In Defence Of Justin Bieber – The Antihero Superstar

Justin Bieber is not a douchebag.

He’s not. The 22-year-old continues to make headlines for how ‘poorly’ he treats his fans – and he’ll probably never live down his German customs monkey or the Anne Frank thing – but it’s worth remembering that only two months ago he said his experiences with fans makes him feel “like a zoo animal”, and as a result now no longer poses for photos. Now it looks like he’s also fed up with receiving gifts from fans, and even with accepting their love – and that’s really ok.

A few days ago (July 15), the Canadian pop star was chatting to fans in the middle of his Atlantic City show when someone chucked a gift in front of him. Visibly irked, he kicked it away and responded, “Take this moment to listen and try not to give me a hat or whatever you’re trying to throw onto the stage right now, because I probably don’t want that shit.”

“Sorry,” he soon added. “That was mean.”

It gets a bit meaner. A few days later (July 18) a video emerged of a fan hoping for a hug with the 22-year-old in a shop. As she approached him with open arms, he walked past her and simply said, “No” before continuing to browse the clothes in the store. The fan and her friends were mortified.

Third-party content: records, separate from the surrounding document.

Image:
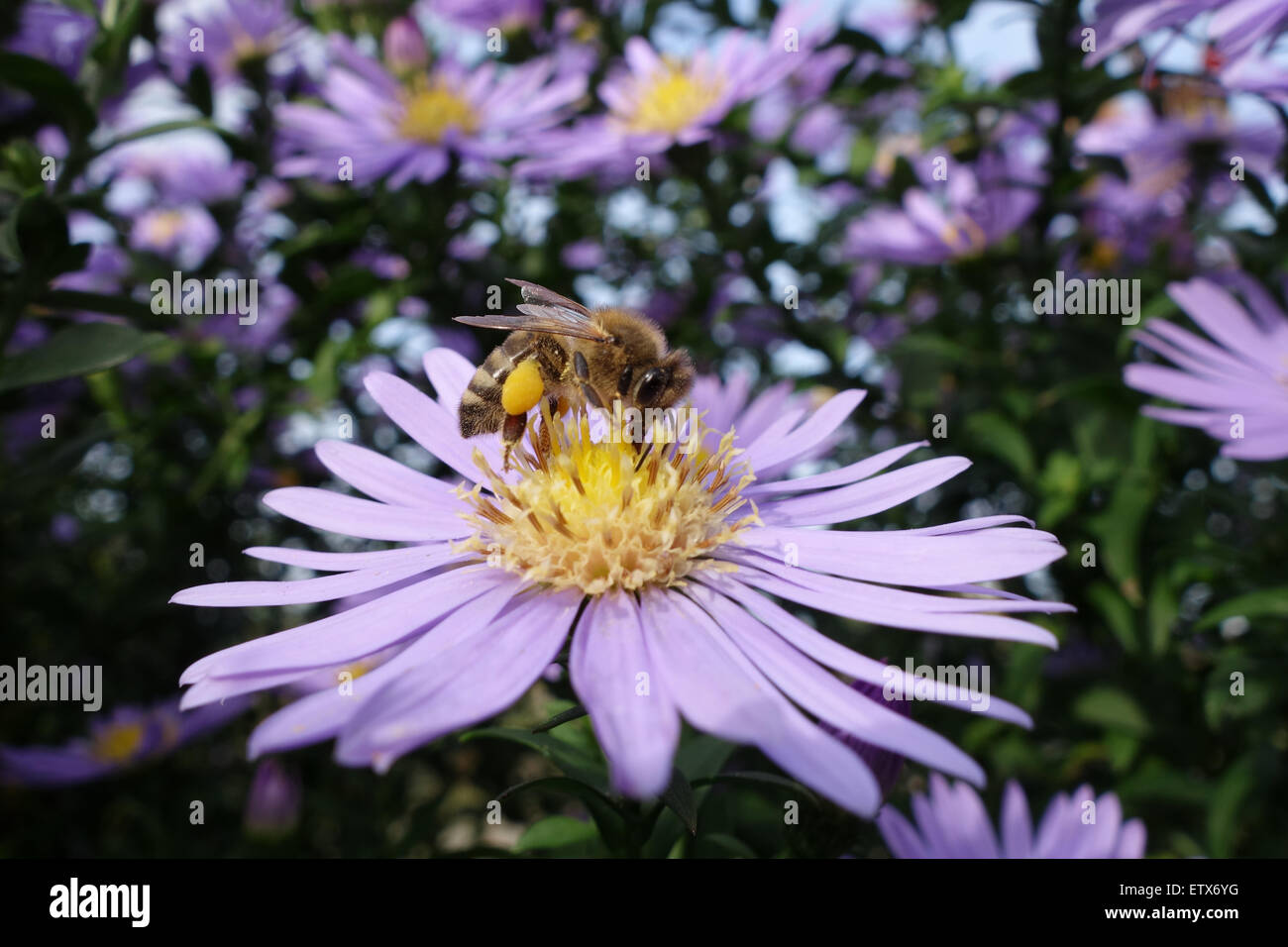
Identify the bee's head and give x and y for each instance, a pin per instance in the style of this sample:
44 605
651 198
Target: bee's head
661 384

The thing is that, like other musicians, Bieber really doesn’t owe his fans anything other than music and a good live show. The $2,000 meet-and-greets that paraded him in front of legions of smartphones prior to shows left him, in his own words, “emotionally exhausted to the point of depression” – so eventually he sacked them off, as any sane person would have done. Being constantly photographed by fans that wouldn’t talk to him like a person was pissing him off, so now he doesn’t pose for them any more. Being given souvenirs and memorabilia that he doesn’t want was bumming him out, so he doesn’t accept gifts any more – and being hugged by random strangers while he’s trying to look for clothes isn’t his cup of tea either, so he’s drawn a line there too.

It’s the same situation for many musicians – fans want to meet them, and they’ll hang out at backstage entrances for a chance even at a glimpse – but there are few musicians that have reached Bieber’s level of fame or social media ubiquity. While megastar Taylor Swift seems happy to be very involved with fans – even showing up their weddings sometimes – that’s not Bieber’s style. He’s younger, he’s seemingly more private, more confused, and he doesn’t want to take control of his interactions with fans in the same way. It shouldn’t be expected of him to care about the millions of people who buy and stream his music. That is, objectively, a pretty exhausting proposition.

To say that being hounded for photographs is part and parcel of being a rich and famous musician is basically encouraging the anti-social behaviour Bieber’s vociferous fans are capable of. The thrown gifts, the guerrilla selfies, the unsolicited hugs – if you think about the impetus for them, none of them are for the benefit of Bieber. It’s an expectation of entitlement on the part of the fan, and Bieber doesn’t need to pretend to respect or sanction it like many other celebrities seem to. These fans want a story – no, video evidence – of a brush with fame. Bieber’s point, really, is that the notion of celebrity is entirely meaningless and that he is just another human being.

Case in point: footage of Bieber playing Pokémon Go in Central Park. Clips recently uploaded by his manager, Scooter Braun, show him looking pretty chilled out – in his natural habitat, maybe – strolling about playing the game on his phone. None of the crowd notices him because they’re all too busy playing the same thing. He looks happy, and not at all like a douchebag. Bieber is often portrayed as a monster, or a brat – but among pop’s picture-perfect paragons and superstars, he’s really an antihero.